The president is asking the Justice Department to pay him $230 million as restitution for federal investigations into his 2016 presidential campaign’s links to Russia and his later mishandling of classified documents. He oversees the agency now, and it is run by his appointees, some of whom were his personal lawyers. They’ll collectively get to decide whether Trump gets the loot.
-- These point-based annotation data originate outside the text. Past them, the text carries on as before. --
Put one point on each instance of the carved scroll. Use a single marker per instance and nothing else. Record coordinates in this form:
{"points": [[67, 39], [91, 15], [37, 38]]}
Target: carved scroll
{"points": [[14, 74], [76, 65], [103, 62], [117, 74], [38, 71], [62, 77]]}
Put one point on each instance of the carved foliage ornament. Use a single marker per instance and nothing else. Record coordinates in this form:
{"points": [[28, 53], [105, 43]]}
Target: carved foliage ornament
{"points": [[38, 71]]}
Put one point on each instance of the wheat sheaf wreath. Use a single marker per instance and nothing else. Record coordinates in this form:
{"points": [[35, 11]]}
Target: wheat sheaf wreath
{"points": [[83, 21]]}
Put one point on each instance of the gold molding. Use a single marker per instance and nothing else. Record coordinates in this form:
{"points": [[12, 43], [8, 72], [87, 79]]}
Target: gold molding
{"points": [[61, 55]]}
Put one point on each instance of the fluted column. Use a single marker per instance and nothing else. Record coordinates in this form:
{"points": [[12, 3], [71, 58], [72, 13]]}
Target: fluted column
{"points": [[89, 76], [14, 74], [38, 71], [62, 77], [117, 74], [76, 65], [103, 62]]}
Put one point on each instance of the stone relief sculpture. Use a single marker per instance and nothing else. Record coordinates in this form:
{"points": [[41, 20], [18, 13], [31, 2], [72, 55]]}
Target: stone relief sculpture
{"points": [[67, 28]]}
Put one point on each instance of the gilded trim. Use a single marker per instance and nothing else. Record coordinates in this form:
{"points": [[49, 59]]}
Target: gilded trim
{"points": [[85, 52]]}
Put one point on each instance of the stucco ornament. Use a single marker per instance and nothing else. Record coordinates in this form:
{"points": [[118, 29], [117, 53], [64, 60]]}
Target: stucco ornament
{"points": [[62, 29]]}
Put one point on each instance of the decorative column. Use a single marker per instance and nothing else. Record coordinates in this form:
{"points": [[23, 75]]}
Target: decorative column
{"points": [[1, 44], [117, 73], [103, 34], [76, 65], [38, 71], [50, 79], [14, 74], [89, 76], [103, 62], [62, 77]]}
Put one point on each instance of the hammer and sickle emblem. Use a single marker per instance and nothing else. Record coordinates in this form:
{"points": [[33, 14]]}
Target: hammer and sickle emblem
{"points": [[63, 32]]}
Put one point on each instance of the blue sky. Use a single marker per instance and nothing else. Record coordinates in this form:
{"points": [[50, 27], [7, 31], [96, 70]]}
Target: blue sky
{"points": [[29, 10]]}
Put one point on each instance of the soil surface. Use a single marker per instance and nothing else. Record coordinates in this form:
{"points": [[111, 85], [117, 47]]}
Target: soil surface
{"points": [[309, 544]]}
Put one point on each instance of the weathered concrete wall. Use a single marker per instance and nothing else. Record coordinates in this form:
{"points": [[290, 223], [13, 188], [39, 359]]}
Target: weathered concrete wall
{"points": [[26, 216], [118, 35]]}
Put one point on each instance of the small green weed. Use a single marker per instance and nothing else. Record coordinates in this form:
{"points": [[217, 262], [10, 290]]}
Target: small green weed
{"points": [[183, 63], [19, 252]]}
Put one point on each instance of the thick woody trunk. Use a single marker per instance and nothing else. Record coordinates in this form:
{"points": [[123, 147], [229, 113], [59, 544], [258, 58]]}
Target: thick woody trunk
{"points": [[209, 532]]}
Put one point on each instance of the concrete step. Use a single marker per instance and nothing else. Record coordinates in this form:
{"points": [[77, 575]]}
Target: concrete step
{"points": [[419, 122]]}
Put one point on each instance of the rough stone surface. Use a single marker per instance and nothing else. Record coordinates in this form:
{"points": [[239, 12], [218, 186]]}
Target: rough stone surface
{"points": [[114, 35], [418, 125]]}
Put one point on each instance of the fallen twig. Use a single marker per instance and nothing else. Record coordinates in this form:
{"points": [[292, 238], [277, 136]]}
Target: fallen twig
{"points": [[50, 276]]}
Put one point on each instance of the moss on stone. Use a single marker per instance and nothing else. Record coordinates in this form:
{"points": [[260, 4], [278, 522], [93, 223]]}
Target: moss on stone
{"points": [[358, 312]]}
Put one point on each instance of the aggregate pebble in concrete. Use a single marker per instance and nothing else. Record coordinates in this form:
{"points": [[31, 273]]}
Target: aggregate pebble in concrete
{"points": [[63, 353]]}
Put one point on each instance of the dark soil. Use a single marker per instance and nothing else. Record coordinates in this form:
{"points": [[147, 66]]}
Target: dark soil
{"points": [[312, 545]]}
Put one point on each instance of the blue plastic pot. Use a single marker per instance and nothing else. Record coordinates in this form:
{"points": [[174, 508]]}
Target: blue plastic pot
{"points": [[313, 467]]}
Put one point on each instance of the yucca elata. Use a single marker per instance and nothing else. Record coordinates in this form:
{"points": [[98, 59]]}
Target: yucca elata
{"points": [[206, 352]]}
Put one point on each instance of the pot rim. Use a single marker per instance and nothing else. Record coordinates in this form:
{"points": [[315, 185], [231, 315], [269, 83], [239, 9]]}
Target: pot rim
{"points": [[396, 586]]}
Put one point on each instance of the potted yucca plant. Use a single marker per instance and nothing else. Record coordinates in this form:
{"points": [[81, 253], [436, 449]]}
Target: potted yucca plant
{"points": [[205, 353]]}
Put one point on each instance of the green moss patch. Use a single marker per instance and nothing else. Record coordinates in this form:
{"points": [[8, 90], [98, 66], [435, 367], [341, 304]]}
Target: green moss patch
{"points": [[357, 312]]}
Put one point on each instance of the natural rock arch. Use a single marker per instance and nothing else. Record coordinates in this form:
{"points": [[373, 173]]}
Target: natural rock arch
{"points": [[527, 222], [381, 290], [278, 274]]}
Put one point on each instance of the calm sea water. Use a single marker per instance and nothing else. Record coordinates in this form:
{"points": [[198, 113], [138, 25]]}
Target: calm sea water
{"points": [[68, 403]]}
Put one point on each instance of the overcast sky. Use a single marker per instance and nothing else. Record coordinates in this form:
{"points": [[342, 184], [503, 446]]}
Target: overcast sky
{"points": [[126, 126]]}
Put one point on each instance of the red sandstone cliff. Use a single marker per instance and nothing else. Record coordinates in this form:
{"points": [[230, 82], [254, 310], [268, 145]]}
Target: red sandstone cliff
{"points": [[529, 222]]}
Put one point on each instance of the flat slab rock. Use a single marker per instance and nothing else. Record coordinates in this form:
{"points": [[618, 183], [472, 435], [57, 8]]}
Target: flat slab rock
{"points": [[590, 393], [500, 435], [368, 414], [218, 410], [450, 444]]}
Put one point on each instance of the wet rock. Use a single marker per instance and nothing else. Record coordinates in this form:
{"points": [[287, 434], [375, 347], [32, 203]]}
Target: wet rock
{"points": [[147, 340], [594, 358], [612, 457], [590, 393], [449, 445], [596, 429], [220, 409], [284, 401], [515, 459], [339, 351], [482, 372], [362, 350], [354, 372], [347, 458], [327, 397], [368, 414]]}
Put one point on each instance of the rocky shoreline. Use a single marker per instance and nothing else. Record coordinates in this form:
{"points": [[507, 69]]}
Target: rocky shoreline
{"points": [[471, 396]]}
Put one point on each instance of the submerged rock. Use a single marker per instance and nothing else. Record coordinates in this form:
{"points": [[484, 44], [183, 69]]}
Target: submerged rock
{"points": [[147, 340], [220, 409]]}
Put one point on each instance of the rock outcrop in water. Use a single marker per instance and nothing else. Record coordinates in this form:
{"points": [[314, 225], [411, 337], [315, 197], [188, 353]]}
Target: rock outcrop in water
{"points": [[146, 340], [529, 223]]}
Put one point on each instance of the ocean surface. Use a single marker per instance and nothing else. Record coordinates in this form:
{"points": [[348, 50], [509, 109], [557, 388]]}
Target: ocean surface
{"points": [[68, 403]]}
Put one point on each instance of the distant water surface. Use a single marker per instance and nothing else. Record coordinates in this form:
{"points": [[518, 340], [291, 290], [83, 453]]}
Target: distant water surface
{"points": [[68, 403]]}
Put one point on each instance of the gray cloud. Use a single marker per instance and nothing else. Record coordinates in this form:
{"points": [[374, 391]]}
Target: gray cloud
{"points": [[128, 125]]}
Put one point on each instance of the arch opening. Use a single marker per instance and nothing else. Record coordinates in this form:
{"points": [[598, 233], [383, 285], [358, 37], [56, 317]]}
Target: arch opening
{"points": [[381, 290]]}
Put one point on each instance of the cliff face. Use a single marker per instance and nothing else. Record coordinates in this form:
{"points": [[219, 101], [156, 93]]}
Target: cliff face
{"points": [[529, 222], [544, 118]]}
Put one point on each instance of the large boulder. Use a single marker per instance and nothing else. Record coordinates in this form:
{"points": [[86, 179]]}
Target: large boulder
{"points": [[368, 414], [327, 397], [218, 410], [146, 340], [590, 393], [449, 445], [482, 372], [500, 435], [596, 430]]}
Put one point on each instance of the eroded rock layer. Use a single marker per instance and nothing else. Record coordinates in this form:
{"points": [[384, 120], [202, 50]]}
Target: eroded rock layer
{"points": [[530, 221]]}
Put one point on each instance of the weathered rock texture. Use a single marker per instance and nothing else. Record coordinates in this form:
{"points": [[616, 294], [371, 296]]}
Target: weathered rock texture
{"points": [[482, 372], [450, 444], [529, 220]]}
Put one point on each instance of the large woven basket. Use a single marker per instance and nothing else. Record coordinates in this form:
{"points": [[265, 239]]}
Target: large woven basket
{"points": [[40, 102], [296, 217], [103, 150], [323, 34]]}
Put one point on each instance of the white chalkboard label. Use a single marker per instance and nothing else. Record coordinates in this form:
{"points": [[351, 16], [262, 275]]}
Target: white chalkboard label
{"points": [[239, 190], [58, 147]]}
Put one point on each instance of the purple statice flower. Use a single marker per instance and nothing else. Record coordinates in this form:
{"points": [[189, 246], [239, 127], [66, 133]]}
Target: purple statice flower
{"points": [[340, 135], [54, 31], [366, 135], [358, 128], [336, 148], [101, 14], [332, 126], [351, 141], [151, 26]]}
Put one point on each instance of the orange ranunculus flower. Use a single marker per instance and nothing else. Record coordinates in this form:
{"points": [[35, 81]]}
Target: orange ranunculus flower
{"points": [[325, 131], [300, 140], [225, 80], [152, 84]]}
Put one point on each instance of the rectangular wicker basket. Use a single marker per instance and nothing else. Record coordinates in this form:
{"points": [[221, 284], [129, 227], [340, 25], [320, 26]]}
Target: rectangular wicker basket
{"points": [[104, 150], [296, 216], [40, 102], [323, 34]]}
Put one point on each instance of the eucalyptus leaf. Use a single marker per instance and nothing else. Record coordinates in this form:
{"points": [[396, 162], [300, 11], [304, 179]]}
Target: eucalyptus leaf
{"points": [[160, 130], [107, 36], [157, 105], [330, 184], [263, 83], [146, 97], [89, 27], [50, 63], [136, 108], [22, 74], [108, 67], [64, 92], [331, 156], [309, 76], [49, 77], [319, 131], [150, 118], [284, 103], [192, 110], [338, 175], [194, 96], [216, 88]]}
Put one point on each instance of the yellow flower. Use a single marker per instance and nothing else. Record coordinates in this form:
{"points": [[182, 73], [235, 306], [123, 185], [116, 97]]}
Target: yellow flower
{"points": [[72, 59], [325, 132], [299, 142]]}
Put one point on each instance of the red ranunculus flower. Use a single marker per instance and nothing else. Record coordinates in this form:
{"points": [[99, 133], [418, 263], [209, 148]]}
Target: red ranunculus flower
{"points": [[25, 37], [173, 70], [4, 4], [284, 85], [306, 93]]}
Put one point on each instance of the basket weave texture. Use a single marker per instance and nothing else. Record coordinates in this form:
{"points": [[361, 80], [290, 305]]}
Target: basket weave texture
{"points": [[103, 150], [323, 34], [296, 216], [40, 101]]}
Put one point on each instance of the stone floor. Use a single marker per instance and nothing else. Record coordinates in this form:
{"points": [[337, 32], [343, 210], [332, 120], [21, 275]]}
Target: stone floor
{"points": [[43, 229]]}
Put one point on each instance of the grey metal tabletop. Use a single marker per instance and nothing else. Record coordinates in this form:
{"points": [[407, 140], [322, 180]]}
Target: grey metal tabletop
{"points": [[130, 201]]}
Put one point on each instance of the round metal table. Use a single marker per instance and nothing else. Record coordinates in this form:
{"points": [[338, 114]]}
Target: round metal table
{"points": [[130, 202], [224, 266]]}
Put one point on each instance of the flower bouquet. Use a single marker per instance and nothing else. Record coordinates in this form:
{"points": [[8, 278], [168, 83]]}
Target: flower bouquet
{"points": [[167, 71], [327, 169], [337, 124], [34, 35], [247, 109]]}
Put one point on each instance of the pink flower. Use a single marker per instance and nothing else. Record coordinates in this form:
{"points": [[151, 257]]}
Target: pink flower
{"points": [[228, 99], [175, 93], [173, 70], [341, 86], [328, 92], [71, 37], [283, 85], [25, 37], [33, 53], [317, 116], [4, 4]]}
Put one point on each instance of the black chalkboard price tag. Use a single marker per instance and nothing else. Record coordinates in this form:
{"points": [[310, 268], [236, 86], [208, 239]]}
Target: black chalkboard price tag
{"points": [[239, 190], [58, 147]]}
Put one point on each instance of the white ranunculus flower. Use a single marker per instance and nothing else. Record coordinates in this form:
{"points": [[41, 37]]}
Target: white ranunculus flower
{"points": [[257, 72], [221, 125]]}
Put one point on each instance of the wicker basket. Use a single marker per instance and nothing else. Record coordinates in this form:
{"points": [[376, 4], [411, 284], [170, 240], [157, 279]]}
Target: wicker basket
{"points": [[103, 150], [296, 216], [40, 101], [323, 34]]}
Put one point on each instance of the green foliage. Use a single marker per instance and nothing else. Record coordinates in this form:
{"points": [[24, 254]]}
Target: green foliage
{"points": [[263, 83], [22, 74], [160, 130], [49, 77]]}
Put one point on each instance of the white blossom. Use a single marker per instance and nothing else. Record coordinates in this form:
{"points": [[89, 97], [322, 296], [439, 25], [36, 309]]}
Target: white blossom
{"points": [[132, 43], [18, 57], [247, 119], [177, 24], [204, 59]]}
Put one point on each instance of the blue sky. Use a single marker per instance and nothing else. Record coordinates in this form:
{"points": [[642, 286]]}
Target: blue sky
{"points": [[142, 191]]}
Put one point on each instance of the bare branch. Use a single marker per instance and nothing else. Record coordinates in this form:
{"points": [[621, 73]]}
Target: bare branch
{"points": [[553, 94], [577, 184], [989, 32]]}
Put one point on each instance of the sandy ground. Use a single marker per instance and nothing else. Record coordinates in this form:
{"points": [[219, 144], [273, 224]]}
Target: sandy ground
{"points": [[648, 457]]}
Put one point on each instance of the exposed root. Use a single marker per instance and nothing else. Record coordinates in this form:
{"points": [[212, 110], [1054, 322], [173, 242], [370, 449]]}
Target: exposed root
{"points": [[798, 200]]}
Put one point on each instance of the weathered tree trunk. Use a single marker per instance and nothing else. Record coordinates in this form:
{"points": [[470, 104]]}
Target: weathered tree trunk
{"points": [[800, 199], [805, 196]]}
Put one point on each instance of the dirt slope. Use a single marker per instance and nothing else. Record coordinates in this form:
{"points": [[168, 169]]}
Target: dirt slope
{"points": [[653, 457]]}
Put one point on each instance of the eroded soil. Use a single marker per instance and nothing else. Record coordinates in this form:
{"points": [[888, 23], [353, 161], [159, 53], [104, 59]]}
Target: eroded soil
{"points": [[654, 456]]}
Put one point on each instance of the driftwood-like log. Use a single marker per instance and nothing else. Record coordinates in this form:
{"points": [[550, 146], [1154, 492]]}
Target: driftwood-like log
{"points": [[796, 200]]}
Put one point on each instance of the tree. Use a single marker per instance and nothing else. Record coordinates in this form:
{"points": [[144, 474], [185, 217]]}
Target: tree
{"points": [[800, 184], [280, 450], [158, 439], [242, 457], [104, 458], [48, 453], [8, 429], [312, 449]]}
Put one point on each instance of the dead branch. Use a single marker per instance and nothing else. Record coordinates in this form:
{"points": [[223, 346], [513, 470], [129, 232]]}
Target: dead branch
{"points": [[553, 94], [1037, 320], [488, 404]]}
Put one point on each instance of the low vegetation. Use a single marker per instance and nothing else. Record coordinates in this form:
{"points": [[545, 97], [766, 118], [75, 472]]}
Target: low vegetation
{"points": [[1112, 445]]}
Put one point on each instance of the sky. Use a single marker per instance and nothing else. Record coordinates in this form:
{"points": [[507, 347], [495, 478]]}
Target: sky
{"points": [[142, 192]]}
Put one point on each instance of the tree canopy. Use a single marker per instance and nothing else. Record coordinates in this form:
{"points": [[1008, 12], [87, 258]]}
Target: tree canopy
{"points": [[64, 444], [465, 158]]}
Trump’s two eldest sons run a family business and other enterprises that profit lavishly off their proximity to the Oval Office. Trump accepted a $400 million jet from the Qatari government that is now with the Air Force but is destined for his presidential library. That single gift was worth more than all other gifts given to every one of Trump’s presidential predecessors combined. Around the same time, the Trump Organization signed a deal to operate a luxury golf resort in Qatar.


Trump has also put the regulatory and financial authority of the federal government behind cryptocurrencies, with the ballast from his own crypto holdings helping his personal fortune grow by billions of dollars during the first year of his latest term. Changpeng Zhao, a Binance co-founder imprisoned for allowing the exchange to help others, including Hamas’ military wing, launder money or dodge sanctions, aided the Trumps’ launch of a lucrative stablecoin. Trump pardoned Zhao on Thursday.


The president has also extended his financial reach into Congress’ constitutional control of the federal purse, personalizing how the federal budget is spent, how the military gets paid and how tariffs are imposed. Republicans have stood idly by while their prerogatives erode.


Trump continues decorating the Oval Office apace. The curtains are gold. Picture frames are gold. There’s a gold trophy. There are gold coasters. Doors are trimmed in gold. Some of the furniture is upholstered in gold. There’s a gold cherub. An assortment of gold curiosities sit atop a fireplace mantel, and gold appliques of uncertain provenance are plastered everywhere else.


“Foreign Leaders, and everyone else, ‘freak out’ when they see the quality and beauty,” Trump advised in a recent post to his social media site. “Best Oval Office ever, in terms of success and look!!!”


Trump’s penchant for gold was merely cartoonish during his real estate and casino days. Now he’s turning the White House into his own golden goose. Amid a government shutdown, ballooning federal debt, economic uncertainty, the gutting of benefits for average Americans, the militarization of city streets and an assault on civil rights, courts, and democracy, it’s a grift that doesn’t glitter.


Timothy L. O’Brien is senior executive editor of Bloomberg Opinion. A former editor and reporter for the New York Times, he is author of “TrumpNation: The Art of Being the Donald.”